Hey! So in using LakeFS I'd want to be able to: -...
# help
c
Hey! So in using LakeFS I'd want to be able to: • Take the table of files and query the raw file paths for a specific version. Then, left join the actual content to these paths within Spark. Is it possible to do this without transacting the binary file content through LakeFS? I'm concerned about the potential IO bottleneck with Go. Ideally, we'd get the file metadata from the PG database, return the file paths for a specific version, and retrieve those files from S3. • Query files filtered by the name of each dataset, which is indicated by a directory, and the latest commit hash of that folder. • Delete the KV stores and postgres and rebuild everything in LakeFS from scratch using only the raw data. • Soft delete files (which I assume is implicit in your versioning strategy), and if required hard delete those files too. Does all this sound do-able?
e
It is. You need to use a lakefs client. For Spark lakefsfs is most suitable. See the documentation here: https://docs.lakefs.io/v0.52/reference/spark-client.html
You can use lakeFS over delta tables. Postgress is used as a ket value store of sone of the metadata lakeFS creates, for performance reasons. lakeFS is built on top of metadata saved in S3 using SSTables. You can read more about it here: https://docs.lakefs.io/understand/how/versioning-internals.html
c
Yes so if the Postgres instance gets deleted or the KV store gets deleted does all the S3 raw data versioning history become corrupt? Or can LakeFS rebuild the PG/SSTables from the folder structure or raw S3 data.
e
No, since their content is persisted to S3 in a production grade environment
c
so to be clear 'production grade' means here: if i install LakeFS, add a bunch of data in s3, delete your postgres instance and flush all the dynamodb tables, LakeFS can look at the S3 buckets and re-build all of that lost information so it can be queried?
whats the impact on the system there in the event of that data loss, basically.
FWIW the system we're running right now can do this so it builds in this idea of self-healing, we're considering if lakefs is viable as an alternative
e
That depends on many things. If you are asking if lakeFS is an additional availability layer to the data, the answer is yes. If you are asking if it can be highly durable the answer is also yes. S3 also fails in some probability, right? There are thousands of lakeFS installations out there, and we never had a data loss incident reported in any of the community channels, or the commercial ones.
c
Yes not criticising LakeFS, more worried about user level issues.
So the short answer is no, there is something that gets lost in this case or?
e
I believe you can configure it to answer the needs of your users
c
Well. Part of the reason we use Delta Lake and Iceberg is so the system isn't entirely online. You can't 'hack' into a Delta Lake in the same way you can break into an always available Postgres cluster or instance.
Doesn't have to be our users, can be any bad actor.

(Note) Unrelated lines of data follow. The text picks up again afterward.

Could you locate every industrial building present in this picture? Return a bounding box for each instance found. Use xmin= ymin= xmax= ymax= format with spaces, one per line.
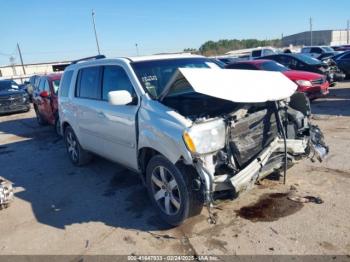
xmin=282 ymin=30 xmax=350 ymax=47
xmin=0 ymin=61 xmax=70 ymax=82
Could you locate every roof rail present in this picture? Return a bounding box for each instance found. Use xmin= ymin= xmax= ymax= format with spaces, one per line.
xmin=71 ymin=55 xmax=106 ymax=64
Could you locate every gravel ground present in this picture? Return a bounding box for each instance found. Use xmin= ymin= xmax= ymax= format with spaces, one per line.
xmin=0 ymin=82 xmax=349 ymax=256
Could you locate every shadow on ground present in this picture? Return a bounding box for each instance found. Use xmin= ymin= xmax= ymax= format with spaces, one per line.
xmin=0 ymin=116 xmax=172 ymax=232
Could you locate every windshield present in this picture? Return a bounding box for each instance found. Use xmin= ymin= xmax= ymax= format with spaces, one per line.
xmin=131 ymin=58 xmax=219 ymax=99
xmin=294 ymin=54 xmax=321 ymax=65
xmin=52 ymin=79 xmax=60 ymax=94
xmin=0 ymin=81 xmax=19 ymax=91
xmin=260 ymin=61 xmax=289 ymax=72
xmin=322 ymin=46 xmax=334 ymax=52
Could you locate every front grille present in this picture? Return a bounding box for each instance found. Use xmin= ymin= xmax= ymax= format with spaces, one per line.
xmin=229 ymin=109 xmax=278 ymax=168
xmin=0 ymin=95 xmax=23 ymax=106
xmin=311 ymin=78 xmax=325 ymax=85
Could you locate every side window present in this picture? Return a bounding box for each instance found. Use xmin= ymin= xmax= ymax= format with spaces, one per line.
xmin=76 ymin=67 xmax=101 ymax=99
xmin=102 ymin=66 xmax=135 ymax=101
xmin=251 ymin=50 xmax=262 ymax=58
xmin=44 ymin=80 xmax=50 ymax=93
xmin=264 ymin=49 xmax=274 ymax=56
xmin=302 ymin=48 xmax=311 ymax=53
xmin=38 ymin=78 xmax=45 ymax=92
xmin=311 ymin=48 xmax=322 ymax=54
xmin=277 ymin=56 xmax=291 ymax=67
xmin=60 ymin=70 xmax=73 ymax=97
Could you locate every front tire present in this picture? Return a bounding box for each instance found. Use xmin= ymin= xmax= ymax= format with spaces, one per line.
xmin=64 ymin=126 xmax=91 ymax=166
xmin=146 ymin=155 xmax=203 ymax=226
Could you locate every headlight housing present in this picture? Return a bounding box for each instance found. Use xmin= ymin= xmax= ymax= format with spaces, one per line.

The self-healing is important because we soon could* have several hundred million files, closing in on the billion. Deltas scale quite well for this because Spark can just map reduce over its partitions, so also a bit worried about having to manage TB scale PG instances. Being able to guarantee integrity is important.
A backfill would suck, but its better than not being able to rebuild our trees essentially.
e
Most metadata is saved directly to S3. The small amount saved to kv store scales with the braches you create and not the #of objects you manage. If availability is important, using dynamodb with aws garentees on availability is advised.
gratitude thank you 1
c
Yeah. I presumed this should be supported because it should be the same operation as migrating off LakeFS, losing all the postgres and dynamodb data, and then migrating back onto it.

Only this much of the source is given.